EDIT: here as well: https://mirage.io/docs/install maybe you need a Solo5 backend that can run on ARM; and finally: https://github.com/Solo5/solo5/blob/v0.6.3/docs/building.md#...
> (…) They should build on any modern UNIX (or macOS) system with OCaml and OPAM installed. (…)
I just checked. MacOS Sonoma is STILL UNIX certified, and I get that wording “any modern UNIX” would not be clear this minor error annoys me.
s/or MacOS/including MacOS/
"We really are using a 1970s era operating system well past its sell-by date. We get a lot done, and we have fun, but let's face it, the fundamental design of Unix is older than many of the readers of Slashdot, while lots of different, great ideas about computing and networks have been developed in the last 30 years. Using Unix is the computing equivalent of listening only to music by David Cassidy."

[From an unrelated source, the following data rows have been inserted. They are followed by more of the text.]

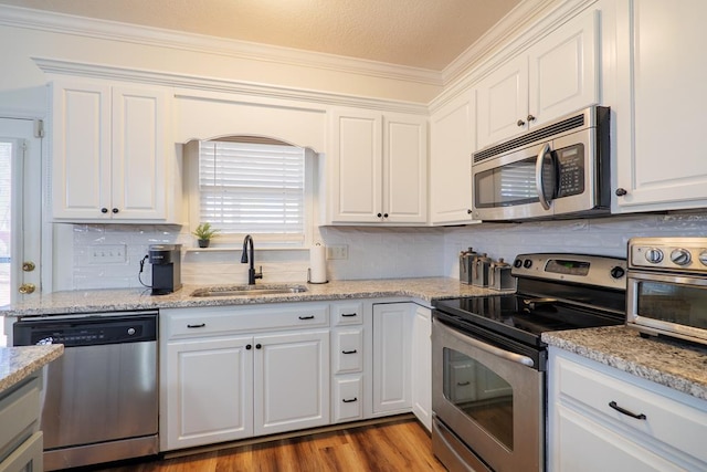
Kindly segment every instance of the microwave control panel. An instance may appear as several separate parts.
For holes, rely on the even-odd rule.
[[[571,197],[584,192],[584,145],[556,149],[558,169],[557,198]]]
[[[707,274],[707,238],[633,238],[629,269]]]

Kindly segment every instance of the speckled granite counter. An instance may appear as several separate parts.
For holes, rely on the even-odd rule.
[[[545,333],[542,340],[707,400],[707,347],[645,339],[637,331],[624,326]]]
[[[266,284],[261,284],[266,285]],[[405,296],[431,302],[458,296],[479,296],[499,292],[461,283],[456,279],[382,279],[362,281],[331,281],[307,284],[307,292],[258,294],[255,296],[193,297],[191,293],[204,285],[184,285],[169,295],[150,295],[147,290],[91,290],[54,292],[12,305],[6,316],[41,316],[45,314],[91,313],[188,306],[250,305],[258,303],[308,302],[320,300],[379,298]]]
[[[31,376],[64,353],[64,345],[0,347],[0,391]]]

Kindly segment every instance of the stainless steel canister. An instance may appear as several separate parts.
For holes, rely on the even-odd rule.
[[[474,255],[472,262],[472,285],[488,286],[488,268],[490,266],[490,258],[483,254]]]
[[[516,277],[510,275],[510,264],[503,258],[492,261],[488,266],[488,286],[495,290],[509,290],[516,287]]]
[[[460,253],[460,282],[462,283],[472,283],[472,264],[474,262],[474,255],[476,255],[476,252],[472,248]]]

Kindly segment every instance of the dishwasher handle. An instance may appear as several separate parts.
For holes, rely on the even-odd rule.
[[[157,313],[76,318],[24,318],[13,325],[13,345],[63,344],[65,348],[157,340]]]

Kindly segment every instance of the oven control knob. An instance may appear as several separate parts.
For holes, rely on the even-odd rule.
[[[671,261],[677,265],[687,265],[693,260],[690,253],[686,249],[678,248],[671,252]]]
[[[663,260],[663,251],[657,248],[651,248],[645,252],[645,260],[652,264],[657,264]]]

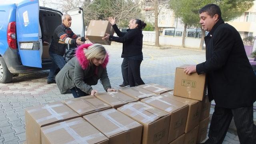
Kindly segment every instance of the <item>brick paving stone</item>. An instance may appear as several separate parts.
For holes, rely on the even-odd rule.
[[[17,111],[16,112],[16,113],[18,114],[18,116],[25,116],[25,112],[24,110],[21,110],[20,111]]]
[[[26,132],[25,132],[20,134],[16,134],[16,136],[18,137],[20,141],[23,141],[26,140]]]
[[[13,129],[17,127],[25,126],[24,124],[22,124],[21,120],[20,119],[19,119],[18,120],[12,121],[12,128]]]
[[[18,144],[19,138],[15,137],[15,138],[8,141],[6,140],[4,141],[4,144]]]
[[[10,120],[9,122],[12,122],[13,121],[15,121],[17,120],[21,120],[18,118],[18,114],[13,114],[11,115],[7,115],[6,116],[6,118],[9,118]]]
[[[17,126],[15,128],[13,128],[12,129],[15,131],[14,134],[16,136],[18,134],[26,132],[26,130],[25,130],[25,125]]]
[[[2,134],[2,136],[3,136],[4,138],[4,143],[5,144],[5,142],[7,142],[10,140],[14,140],[14,140],[18,139],[19,138],[18,137],[15,136],[14,135],[15,132],[15,131],[14,130],[13,132]]]
[[[15,130],[12,129],[11,126],[11,125],[10,125],[1,127],[1,130],[2,131],[2,133],[1,133],[1,136],[2,136],[4,134],[15,132]]]

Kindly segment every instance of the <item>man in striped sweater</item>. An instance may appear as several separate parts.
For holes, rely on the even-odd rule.
[[[78,36],[70,28],[72,20],[69,14],[63,14],[62,18],[62,24],[54,30],[49,49],[49,54],[52,58],[52,66],[47,78],[48,84],[56,83],[54,75],[56,69],[58,67],[61,69],[66,64],[63,55],[68,44],[80,45],[83,44],[85,40],[84,37]]]

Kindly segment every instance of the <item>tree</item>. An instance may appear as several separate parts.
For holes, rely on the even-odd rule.
[[[202,49],[205,31],[199,24],[199,10],[206,5],[214,3],[220,6],[222,16],[224,21],[231,20],[248,10],[253,4],[253,0],[170,0],[170,8],[176,16],[181,18],[184,25],[200,27],[202,31],[200,48]],[[185,28],[184,29],[186,34]],[[185,36],[182,37],[184,46]]]
[[[158,15],[162,8],[168,7],[168,2],[170,0],[144,0],[142,2],[142,6],[144,9],[151,11],[154,13],[154,25],[156,37],[155,46],[159,46],[159,28],[158,26]],[[151,13],[146,14],[151,15]]]
[[[139,3],[132,0],[95,0],[87,9],[94,12],[88,14],[88,17],[94,16],[94,20],[107,20],[114,17],[119,27],[126,27],[131,19],[141,17]]]

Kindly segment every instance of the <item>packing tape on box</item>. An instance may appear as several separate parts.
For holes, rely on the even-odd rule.
[[[104,111],[98,112],[98,114],[94,113],[95,115],[93,116],[90,116],[90,118],[91,119],[97,118],[100,116],[102,116],[118,128],[116,129],[104,133],[106,135],[111,135],[112,134],[114,134],[118,132],[121,132],[129,130],[130,128],[129,128],[128,127],[133,126],[135,124],[138,124],[138,122],[134,121],[133,122],[130,123],[129,124],[124,126],[116,120],[109,115],[109,114],[111,113],[117,112],[118,111],[114,109],[112,109],[108,110],[104,110]]]
[[[140,104],[143,104],[142,102],[138,102],[138,103],[140,103]],[[157,119],[159,118],[157,116],[154,114],[152,114],[150,116],[148,116],[147,115],[142,113],[142,112],[146,111],[147,109],[152,108],[153,108],[152,107],[148,106],[147,105],[146,107],[142,108],[139,110],[133,108],[132,106],[136,104],[136,103],[129,103],[128,104],[126,104],[121,107],[120,110],[121,111],[124,111],[127,109],[131,110],[133,112],[131,114],[130,114],[129,116],[133,117],[136,115],[139,115],[144,118],[144,119],[141,121],[142,122],[144,123],[146,123],[148,122],[152,122],[154,121],[156,119]],[[148,111],[147,111],[148,112]],[[156,119],[156,118],[157,118]]]
[[[56,104],[50,106],[49,106],[48,104],[46,104],[40,108],[36,108],[28,110],[28,112],[30,113],[42,110],[42,109],[46,109],[50,114],[51,114],[51,116],[46,116],[44,118],[36,120],[36,121],[37,122],[42,122],[52,118],[56,118],[58,120],[61,120],[64,119],[63,117],[62,116],[68,114],[70,114],[70,112],[65,112],[61,113],[58,113],[56,112],[53,109],[52,109],[52,108],[63,106],[64,106],[64,105],[63,104]]]
[[[130,100],[122,100],[121,98],[119,98],[119,97],[116,96],[115,95],[114,95],[114,94],[118,93],[118,92],[108,92],[108,94],[109,94],[111,96],[112,96],[112,97],[114,98],[115,99],[116,99],[117,100],[119,100],[120,101],[121,101],[123,103],[126,103],[127,102],[130,102],[130,101],[131,101]],[[128,96],[129,98],[130,98],[130,97],[129,97],[129,96]]]
[[[97,96],[99,96],[100,97],[100,96],[104,96],[104,95],[105,95],[108,94],[109,96],[110,96],[111,97],[113,97],[114,99],[117,99],[117,100],[119,100],[119,102],[112,102],[111,103],[112,104],[122,104],[122,103],[120,102],[122,102],[122,103],[127,103],[127,102],[129,102],[130,101],[130,100],[128,100],[125,101],[125,100],[122,100],[121,98],[119,98],[118,96],[115,95],[114,94],[114,93],[118,93],[118,92],[106,92],[106,92],[104,92],[104,93],[101,93],[101,94],[97,94]]]
[[[164,104],[166,104],[167,105],[168,105],[168,106],[171,106],[169,107],[169,108],[165,109],[164,110],[166,111],[167,112],[170,112],[174,108],[179,108],[178,107],[177,107],[176,106],[172,104],[169,103],[169,102],[164,101],[164,100],[162,100],[161,99],[161,98],[163,98],[163,96],[152,96],[152,97],[151,97],[150,98],[149,98],[149,100],[146,100],[146,101],[145,101],[145,103],[150,103],[152,102],[153,102],[153,101],[154,100],[158,100],[159,101],[159,102],[163,102]]]
[[[43,132],[44,134],[47,134],[62,128],[64,128],[75,140],[73,141],[67,143],[67,144],[88,144],[87,142],[88,140],[104,136],[103,134],[99,132],[84,137],[82,137],[77,134],[75,131],[70,128],[71,126],[79,124],[84,122],[85,122],[85,121],[84,120],[78,120],[70,122],[61,122],[59,123],[60,124],[59,125],[44,130],[43,131]]]
[[[161,90],[163,90],[164,91],[167,91],[168,90],[168,90],[169,89],[169,88],[159,88],[158,87],[156,86],[159,86],[159,84],[152,84],[152,85],[149,85],[148,84],[145,84],[146,85],[146,86],[144,86],[143,87],[143,88],[147,88],[148,87],[150,87],[150,86],[154,87],[155,88],[157,88],[158,89],[158,90],[154,90],[154,92],[159,92]]]
[[[138,96],[136,96],[136,97],[138,98],[146,98],[146,97],[148,97],[149,96],[152,96],[153,95],[155,95],[155,94],[153,94],[153,93],[151,93],[151,94],[146,94],[145,93],[143,92],[142,91],[140,91],[139,90],[138,90],[136,89],[136,88],[130,88],[131,89],[135,91],[136,92],[138,92],[140,94],[141,94],[142,95],[139,95]]]
[[[87,30],[86,31],[86,36],[90,36],[92,33],[92,30]]]
[[[104,31],[101,31],[100,32],[100,36],[102,36],[102,37],[104,37],[104,36],[105,36],[105,32]]]
[[[88,102],[88,100],[86,100],[86,99],[93,99],[93,98],[80,98],[80,100],[81,100],[84,103],[86,103],[86,104],[87,104],[88,105],[89,105],[91,107],[92,107],[94,110],[100,110],[101,108],[104,108],[105,107],[105,106],[109,106],[109,105],[108,105],[108,104],[97,104],[97,105],[94,105],[93,104],[92,104],[92,103]],[[86,100],[85,100],[85,99],[86,99]],[[97,99],[98,100],[98,99]],[[88,108],[81,108],[80,109],[79,109],[78,110],[77,110],[77,112],[79,113],[80,113],[81,112],[82,112],[84,110],[88,110]]]

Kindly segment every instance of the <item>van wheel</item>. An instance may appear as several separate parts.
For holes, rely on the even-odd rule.
[[[6,83],[12,80],[13,74],[10,72],[3,57],[0,57],[0,83]]]

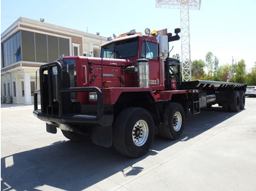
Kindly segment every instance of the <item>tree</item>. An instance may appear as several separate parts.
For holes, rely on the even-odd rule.
[[[255,62],[255,66],[252,68],[252,74],[256,74],[256,62]]]
[[[193,79],[200,79],[206,76],[206,72],[203,68],[206,66],[206,63],[203,60],[195,60],[192,63],[192,77]]]
[[[206,55],[206,67],[208,69],[208,72],[211,76],[213,76],[214,73],[214,55],[211,52],[207,52]]]
[[[176,54],[176,55],[173,55],[173,58],[175,58],[175,59],[179,60],[179,59],[180,59],[179,54]]]
[[[229,64],[219,66],[219,77],[222,82],[227,82],[230,79],[232,78],[232,66]]]
[[[246,83],[246,65],[244,60],[238,61],[236,70],[235,82],[237,83]]]

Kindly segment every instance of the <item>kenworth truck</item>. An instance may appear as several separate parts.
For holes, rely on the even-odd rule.
[[[34,114],[49,133],[58,128],[72,141],[90,139],[139,157],[155,133],[178,139],[189,114],[216,104],[225,111],[243,109],[246,85],[181,82],[180,62],[169,57],[168,46],[178,33],[132,30],[102,44],[101,58],[61,56],[42,65]]]

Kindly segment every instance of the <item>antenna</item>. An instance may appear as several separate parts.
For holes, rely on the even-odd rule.
[[[199,10],[201,0],[156,0],[157,8],[179,9],[181,12],[182,81],[191,81],[189,9]]]

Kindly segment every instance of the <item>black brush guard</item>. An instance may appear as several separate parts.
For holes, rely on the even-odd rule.
[[[54,70],[53,70],[53,67],[55,67]],[[44,74],[45,71],[47,74]],[[41,66],[40,90],[34,92],[34,114],[42,120],[56,124],[111,125],[113,117],[111,114],[103,114],[102,93],[100,89],[97,87],[67,87],[69,85],[67,85],[67,75],[64,75],[63,72],[62,66],[59,61]],[[53,77],[55,77],[54,83],[53,83]],[[80,113],[80,103],[72,103],[70,100],[67,99],[67,95],[68,95],[67,93],[78,92],[97,93],[97,106],[95,114]],[[41,96],[41,109],[38,109],[37,95],[39,93]],[[65,108],[67,105],[69,105],[69,107],[73,109],[69,109],[67,112]]]

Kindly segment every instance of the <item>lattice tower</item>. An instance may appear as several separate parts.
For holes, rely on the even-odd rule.
[[[201,0],[156,0],[157,8],[179,9],[182,81],[191,81],[189,9],[200,9]]]

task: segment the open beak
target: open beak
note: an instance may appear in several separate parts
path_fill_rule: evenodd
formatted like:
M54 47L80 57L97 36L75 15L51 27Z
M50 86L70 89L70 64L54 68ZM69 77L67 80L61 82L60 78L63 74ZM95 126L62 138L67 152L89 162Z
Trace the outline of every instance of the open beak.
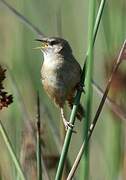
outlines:
M44 39L35 39L35 41L39 41L42 44L41 44L41 46L33 48L33 49L44 49L48 46L47 41L45 41Z

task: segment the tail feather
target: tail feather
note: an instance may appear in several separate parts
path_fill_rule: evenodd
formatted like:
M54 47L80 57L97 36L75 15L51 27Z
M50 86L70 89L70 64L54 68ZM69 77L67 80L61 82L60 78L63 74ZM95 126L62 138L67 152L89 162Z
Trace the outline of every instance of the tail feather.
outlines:
M68 99L68 105L71 109L73 108L73 98ZM82 107L81 104L79 104L78 108L77 108L77 114L76 114L77 119L79 119L81 121L81 119L84 117L84 114L85 114L84 108Z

-- https://interviews.slashdot.org/story/04/10/18/1153211/rob-p...
Though last I looked it wasn't nearly as mature as MirageOS.
https://dev.l1x.be/posts/2020/11/22/getting-started-with-fir...
Basically from the bottom up the stack is:
1. Hypervisor (e.g., KVM, Xen, Hyper-V), runs directly on the hardware 2. Virtual Machine Monitor (e.g., QEMU, Firecracker), running on the host's user-space (say Linux) and in charge of starting/stopping/managing VMs and interacting with the hypervisor 3. Virtual machines, eg, a Linux VM running an NGINX web server.
(the above is simplified because there are differences between type-1 and type-2 hypervisors, but those diffs would make this message too long)
A unikernel is actually a virtual machine, just a very specialized one that doesn't use a general-purpose OS underneath. They tend to use library OSes, so that it's possible to choose libs that are appropriate to each app at build time.
And while we're at it :) , a MicroVM is nothing more than a standard VM (e.g., based on Linux) launched/managed via a fast/modern VMM like Firecracker.